Lilacs Bloomed Every Spring, Just like before… I loved that eerie song about the Soldier Boy by John Rutter. We sang it in our SATB choir in either Highschool or Junior High. I’ll type the full lyrics if I can remember them.
Update: For anyone who found this page googling for the song Soldier Boy, this is the only recording I’ve been able to find in 2025, a high school choir. And here is a sample from an iVoci CD I bought — certainly the best I’ve come across! The director gave me permission to share. But alas, that group doesn’t seem to exist anymore.

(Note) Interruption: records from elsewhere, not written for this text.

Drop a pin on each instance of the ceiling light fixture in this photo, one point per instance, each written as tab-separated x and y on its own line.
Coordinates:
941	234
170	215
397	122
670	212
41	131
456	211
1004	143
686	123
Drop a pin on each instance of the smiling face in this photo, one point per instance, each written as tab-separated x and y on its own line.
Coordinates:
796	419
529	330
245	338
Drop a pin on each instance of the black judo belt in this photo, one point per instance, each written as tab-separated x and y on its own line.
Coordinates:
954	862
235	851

Every spring with the lovely smell of lilacs blooming, I’m reminded of high school choir and the seven (really fourteen) years this poor maiden waited for her soldier tend to stick in my mind. And the fact that he seemed so enchanted by the war with its mighty cannons and golden bugles. And his fine coat for that matter. It gave me the chills.
Here are the lyrics as I’ve remembered them:
“Soldier Boy, soldier boy,
Where are you going to in your coat so fine?

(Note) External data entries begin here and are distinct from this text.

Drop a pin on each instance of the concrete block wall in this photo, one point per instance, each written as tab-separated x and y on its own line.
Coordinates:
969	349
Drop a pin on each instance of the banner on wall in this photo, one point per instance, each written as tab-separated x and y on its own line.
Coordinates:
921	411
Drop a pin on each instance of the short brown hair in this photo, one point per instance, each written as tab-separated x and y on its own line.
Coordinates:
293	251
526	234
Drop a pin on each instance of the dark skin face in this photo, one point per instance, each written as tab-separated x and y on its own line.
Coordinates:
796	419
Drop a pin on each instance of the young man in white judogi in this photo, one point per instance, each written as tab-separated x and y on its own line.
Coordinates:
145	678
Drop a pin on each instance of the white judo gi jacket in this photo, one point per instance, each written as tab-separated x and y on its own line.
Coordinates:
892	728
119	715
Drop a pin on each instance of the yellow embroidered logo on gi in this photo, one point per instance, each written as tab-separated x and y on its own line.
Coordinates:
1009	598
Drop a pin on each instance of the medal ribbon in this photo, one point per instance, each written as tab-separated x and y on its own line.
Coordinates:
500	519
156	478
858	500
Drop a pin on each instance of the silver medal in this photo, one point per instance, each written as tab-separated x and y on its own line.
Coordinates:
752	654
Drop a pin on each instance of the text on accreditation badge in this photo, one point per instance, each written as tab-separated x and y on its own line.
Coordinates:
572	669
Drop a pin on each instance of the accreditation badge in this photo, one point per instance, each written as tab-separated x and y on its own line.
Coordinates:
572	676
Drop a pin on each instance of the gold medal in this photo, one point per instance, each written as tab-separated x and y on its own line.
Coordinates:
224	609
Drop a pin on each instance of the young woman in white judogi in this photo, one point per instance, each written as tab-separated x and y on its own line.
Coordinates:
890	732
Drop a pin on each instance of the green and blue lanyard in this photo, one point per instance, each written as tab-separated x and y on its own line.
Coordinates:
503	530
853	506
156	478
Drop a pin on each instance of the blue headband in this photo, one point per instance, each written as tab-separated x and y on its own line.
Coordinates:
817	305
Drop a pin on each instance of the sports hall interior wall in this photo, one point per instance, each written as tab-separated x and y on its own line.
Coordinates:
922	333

“I am riding off to war where the mighty cannons roar;
where the golden bugel shines…
Oh, Lady Fair, be mine.
“Soldier Boy, soldier boy,
When will you come again in your coat so fine?
“When the leaves a green again; when the lilacs bloom again;
When there is an end to war
Then I will come once more.”
“Seven Times and seven more,
leaves turned to green again
Lilacs bloomed every spring,
just like before.
But there was no end to war;
seven years, then seven more.
Still she waited just the same
And no one ever came.”
Plenty of spooky ooooo-ing follows. I’m not making fun though. The song really is spooky. All the brilliance and hope of youth – twice over lost to fighting. How many thousands of times do you suppose has this happened in the history of our world? And how many times more will it happen?
Anyway. It’s a memory strongly tied even to the scent. Here are a few pictures I’ve taken when I’ve thought of it.
Related, sortof, have you ever noticed how most lilacs have four petals, but a few have five? Well look at this little blossom:

Yes, I embrace my nerd-dom, but I know you all love me just the same or you wouldn’t be here. I’d never seen anything but a double-blossomed lilac have more than four petals. Then I noticed quite a few on this odd tree had five. But six. I still think that’s special.